In “batch” learning, an algorithm takes the data (training samples) and returns a hypothesis. We assume a “static” nature of the world: a new example that we will encounter will be similar to the training set. The questions addressed by a classical statistical learning theory are: how many examples are needed to have small expected error with certain confidence? what is the lowest error that can be achieved under certain conditions on distributions? etc.
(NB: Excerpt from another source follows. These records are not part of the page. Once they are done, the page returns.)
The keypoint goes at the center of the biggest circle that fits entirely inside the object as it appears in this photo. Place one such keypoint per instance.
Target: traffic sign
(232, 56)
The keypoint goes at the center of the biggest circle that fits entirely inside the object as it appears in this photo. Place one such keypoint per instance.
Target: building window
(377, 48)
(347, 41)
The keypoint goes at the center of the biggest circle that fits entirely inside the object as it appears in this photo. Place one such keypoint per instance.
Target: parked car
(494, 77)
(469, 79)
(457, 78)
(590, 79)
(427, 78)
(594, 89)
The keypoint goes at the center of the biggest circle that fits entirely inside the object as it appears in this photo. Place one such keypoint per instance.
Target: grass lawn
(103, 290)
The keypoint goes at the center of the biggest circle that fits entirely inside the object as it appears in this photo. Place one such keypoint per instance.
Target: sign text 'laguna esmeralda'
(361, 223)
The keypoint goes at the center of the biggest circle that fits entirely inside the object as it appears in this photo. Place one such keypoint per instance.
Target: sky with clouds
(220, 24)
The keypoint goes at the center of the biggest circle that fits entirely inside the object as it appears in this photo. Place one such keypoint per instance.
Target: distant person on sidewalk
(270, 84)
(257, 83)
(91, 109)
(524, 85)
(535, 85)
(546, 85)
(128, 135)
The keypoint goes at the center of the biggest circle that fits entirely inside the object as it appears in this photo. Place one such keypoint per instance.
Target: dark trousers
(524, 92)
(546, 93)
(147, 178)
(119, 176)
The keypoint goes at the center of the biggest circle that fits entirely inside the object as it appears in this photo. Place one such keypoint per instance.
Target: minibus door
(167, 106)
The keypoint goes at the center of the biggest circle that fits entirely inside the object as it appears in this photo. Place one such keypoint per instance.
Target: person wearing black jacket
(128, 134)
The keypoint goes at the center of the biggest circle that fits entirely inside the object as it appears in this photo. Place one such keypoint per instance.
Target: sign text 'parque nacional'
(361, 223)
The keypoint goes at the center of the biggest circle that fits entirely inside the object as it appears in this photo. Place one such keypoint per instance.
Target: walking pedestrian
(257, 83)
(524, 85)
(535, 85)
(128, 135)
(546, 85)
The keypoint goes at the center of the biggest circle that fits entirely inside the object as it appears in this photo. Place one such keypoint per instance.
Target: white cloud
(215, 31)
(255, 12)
If the world is not static, it might be difficult to take advantage of large amounts of data. We can no longer rely on statistical assumptions. There is no stationary distribution responsible for the data, so we cannot minimize some expected error. All we want is to survive no matter how adversarial the world is. By surviving, we mean that we do not do too badly relative to other “agents” in the world. The goal of “online learning” is, therefore, to do almost as well as the best agent (this difference is called regret). Note that this does not guarantee that we will be doing well in absolute terms, as the best agent might be quite bad.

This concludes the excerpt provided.